SUSTech students are given numerous opportunities to take part in international exchanges as an important supplement to their core study. Whether they travel to the United States, Australia, Singapore or any number of other countries, their exchange programs with the world’s leading universities are primarily aimed at improving their engineering talents.

The international promotion of the College is also vital for its development. Xu Zhenghe has a background in education and teaching at prestigious overseas universities. He received his Ph.D. from Virginia Tech University and taught at both McGill University & the University of Alberta in Canada. Dean Xu Zhenghe aims to build a first class college of engineering. While developing the College of Engineering, Xu Zhenghe aims to strengthen close ties with top engineering colleges around the world, such as MIT and UBC, recruiting top educators familiar with the trends of Emerging Engineering Education.

Recently, the Department of Computer Science and Engineering welcomed Turing Award winner Professor Joseph Sifakis as a Distinguished Professor. He will lead a laboratory that focuses on major strategic fields such as artificial intelligence and big data as they relate to a wide range of interdisciplinary disciplines. The aim is to promote intelligent outcomes and educate future engineering leaders for Shenzhen and the Greater Bay Area.

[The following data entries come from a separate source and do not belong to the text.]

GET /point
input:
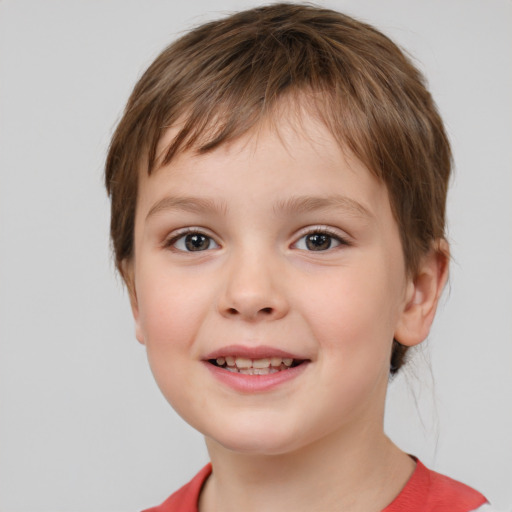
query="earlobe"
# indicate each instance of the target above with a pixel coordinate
(422, 296)
(127, 272)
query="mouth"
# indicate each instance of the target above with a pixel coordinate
(261, 366)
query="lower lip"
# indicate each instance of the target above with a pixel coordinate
(255, 383)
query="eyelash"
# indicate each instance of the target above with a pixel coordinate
(322, 230)
(170, 243)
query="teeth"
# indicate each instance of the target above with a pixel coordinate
(263, 366)
(243, 362)
(261, 363)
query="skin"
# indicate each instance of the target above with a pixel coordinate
(259, 283)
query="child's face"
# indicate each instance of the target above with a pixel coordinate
(294, 252)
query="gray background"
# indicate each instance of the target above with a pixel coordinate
(82, 425)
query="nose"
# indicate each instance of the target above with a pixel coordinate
(253, 289)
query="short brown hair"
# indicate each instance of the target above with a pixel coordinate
(225, 76)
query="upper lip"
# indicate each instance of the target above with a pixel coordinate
(254, 352)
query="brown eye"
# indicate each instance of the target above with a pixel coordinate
(318, 242)
(193, 242)
(197, 242)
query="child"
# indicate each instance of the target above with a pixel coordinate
(278, 186)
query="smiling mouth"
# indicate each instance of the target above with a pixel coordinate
(263, 366)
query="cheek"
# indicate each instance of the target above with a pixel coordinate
(355, 315)
(170, 310)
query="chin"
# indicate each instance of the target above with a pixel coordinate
(256, 439)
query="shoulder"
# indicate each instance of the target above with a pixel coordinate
(428, 491)
(185, 499)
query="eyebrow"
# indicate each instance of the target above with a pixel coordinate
(187, 204)
(305, 204)
(292, 205)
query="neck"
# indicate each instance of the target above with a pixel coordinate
(355, 473)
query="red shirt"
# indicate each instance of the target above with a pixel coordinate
(425, 491)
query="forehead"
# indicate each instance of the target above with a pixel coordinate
(290, 155)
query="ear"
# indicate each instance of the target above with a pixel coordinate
(422, 296)
(128, 274)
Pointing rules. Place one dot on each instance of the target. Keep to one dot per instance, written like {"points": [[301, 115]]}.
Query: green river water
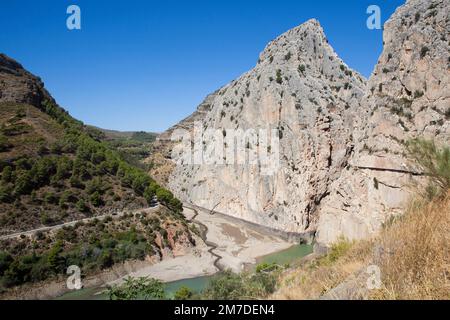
{"points": [[287, 256]]}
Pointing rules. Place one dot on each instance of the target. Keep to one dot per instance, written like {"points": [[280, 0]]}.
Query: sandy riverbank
{"points": [[238, 245]]}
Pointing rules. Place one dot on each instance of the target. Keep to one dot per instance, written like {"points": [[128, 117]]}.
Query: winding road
{"points": [[70, 224]]}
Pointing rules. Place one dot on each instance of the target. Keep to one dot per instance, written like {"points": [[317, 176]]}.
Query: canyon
{"points": [[343, 165]]}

“The College has always closely integrated talent training with national development and industrial needs, with innovation at its core. We need to focus on cultivating innovative future leaders with an international vision, a solid foundation of basic theoretical knowledge and strong practical skills,”said Xu. He stressed that to reach a first-class standard students must first develop a deep love for science and engineering. With so much uncertainty about the future, students must be willing to set out on their own to discover more about their chosen field, in order to work out how to solve the problems they will come across later in life.

Students must also maintain their curiosity and independent thought-processes. By constantly thinking about what is happening around them and questioning everything, students are able to discover new problems, make new breakthroughs, generate new ideas, and head into previously unknown scientific fields.

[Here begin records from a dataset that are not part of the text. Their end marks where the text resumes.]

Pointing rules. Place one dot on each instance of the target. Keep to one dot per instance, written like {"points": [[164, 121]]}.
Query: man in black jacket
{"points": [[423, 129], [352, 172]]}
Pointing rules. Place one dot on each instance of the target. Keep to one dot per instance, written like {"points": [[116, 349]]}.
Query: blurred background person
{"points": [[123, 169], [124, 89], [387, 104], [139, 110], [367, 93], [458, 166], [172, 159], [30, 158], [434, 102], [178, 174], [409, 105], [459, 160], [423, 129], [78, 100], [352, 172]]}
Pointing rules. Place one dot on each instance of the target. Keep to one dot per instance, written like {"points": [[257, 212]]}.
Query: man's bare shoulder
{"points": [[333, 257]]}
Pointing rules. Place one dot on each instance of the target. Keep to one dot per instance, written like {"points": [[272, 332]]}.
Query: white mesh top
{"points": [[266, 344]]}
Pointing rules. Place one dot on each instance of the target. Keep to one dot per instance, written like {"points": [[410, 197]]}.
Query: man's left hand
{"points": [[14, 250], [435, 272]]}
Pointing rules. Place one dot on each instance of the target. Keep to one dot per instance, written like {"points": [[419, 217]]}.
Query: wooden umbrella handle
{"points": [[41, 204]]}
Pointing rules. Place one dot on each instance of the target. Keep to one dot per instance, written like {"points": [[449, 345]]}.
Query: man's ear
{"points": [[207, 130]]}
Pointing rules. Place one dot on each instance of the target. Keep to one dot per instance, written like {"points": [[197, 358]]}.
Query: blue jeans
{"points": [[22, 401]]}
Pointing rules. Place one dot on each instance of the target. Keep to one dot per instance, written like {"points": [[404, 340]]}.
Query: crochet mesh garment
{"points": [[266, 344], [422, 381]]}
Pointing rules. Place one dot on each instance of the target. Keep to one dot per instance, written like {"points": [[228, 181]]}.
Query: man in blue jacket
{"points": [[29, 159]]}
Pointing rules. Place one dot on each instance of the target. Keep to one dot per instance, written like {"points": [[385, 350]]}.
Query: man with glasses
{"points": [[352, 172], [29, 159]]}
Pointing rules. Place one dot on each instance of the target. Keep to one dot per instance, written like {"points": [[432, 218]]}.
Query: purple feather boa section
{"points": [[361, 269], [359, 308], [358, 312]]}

Engineering students should also be creative and innovative. Creativity is a basic requirement, and the ability to co-ordinate reflects their ability to judge the feasibility of the program, and to plan and coordinate appropriately. Leadership is also important. ”A good scientist usually has good communication skills and teamwork skills to lead others to overcome major scientific challenges.”

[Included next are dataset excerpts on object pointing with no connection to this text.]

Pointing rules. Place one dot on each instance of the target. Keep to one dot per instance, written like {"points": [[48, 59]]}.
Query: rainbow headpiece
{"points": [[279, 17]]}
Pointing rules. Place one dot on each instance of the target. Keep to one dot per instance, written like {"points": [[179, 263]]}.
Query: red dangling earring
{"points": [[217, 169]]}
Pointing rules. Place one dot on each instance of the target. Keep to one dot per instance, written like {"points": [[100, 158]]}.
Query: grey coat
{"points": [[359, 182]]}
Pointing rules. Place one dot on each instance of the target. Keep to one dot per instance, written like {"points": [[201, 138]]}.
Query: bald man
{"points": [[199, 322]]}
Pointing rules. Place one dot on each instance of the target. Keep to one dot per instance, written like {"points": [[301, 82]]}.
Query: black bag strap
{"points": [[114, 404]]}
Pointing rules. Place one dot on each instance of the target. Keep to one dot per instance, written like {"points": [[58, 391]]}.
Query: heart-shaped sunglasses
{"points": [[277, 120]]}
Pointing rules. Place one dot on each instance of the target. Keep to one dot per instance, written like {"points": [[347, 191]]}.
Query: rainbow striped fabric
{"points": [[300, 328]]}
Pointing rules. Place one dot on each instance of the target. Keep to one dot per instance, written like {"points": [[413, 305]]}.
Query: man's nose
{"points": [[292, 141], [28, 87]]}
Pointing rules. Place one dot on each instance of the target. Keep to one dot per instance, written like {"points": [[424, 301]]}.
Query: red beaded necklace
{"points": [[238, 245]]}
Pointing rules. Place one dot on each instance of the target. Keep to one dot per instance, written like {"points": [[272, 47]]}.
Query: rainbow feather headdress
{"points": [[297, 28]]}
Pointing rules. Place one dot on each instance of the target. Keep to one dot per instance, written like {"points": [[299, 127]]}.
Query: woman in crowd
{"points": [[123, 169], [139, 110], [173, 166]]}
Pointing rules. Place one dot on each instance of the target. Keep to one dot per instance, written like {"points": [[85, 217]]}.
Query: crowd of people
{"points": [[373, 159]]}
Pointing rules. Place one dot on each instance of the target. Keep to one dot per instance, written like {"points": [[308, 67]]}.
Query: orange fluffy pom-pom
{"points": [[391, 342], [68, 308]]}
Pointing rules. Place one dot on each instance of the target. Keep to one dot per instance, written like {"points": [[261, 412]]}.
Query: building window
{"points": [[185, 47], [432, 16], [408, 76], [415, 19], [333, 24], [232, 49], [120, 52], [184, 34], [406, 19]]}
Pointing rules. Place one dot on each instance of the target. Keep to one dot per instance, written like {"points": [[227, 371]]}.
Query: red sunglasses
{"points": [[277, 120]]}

Scientists focus on theoretical research, while engineers concentrate on using theoretical design to solve practical problems. The college seeks to cultivate talents with scientist-engineer capabilities. Such an approach aims to inspire its students to study scientific issues, publish high-level academic papers, and apply the acquired scientific principles to solve practical problems. This is only possible by using literacy, independent learning and enterprise skills learned as a result of emerging engineering education.

Emerging Engineering Education is the future. The college integrates its talent pipeline with national development and strategic industrial demand. Under Xu’s leadership it will explore a variety of engineering discipline matters, with a focus on cultivating innovative future leaders for the new era.

Through its promotion of SUSTech’s education system, integrated with its new engineering education, the College will encourage a globalized and well-rounded set of future engineering leaders for the new era grounded in both basic and applied engineering.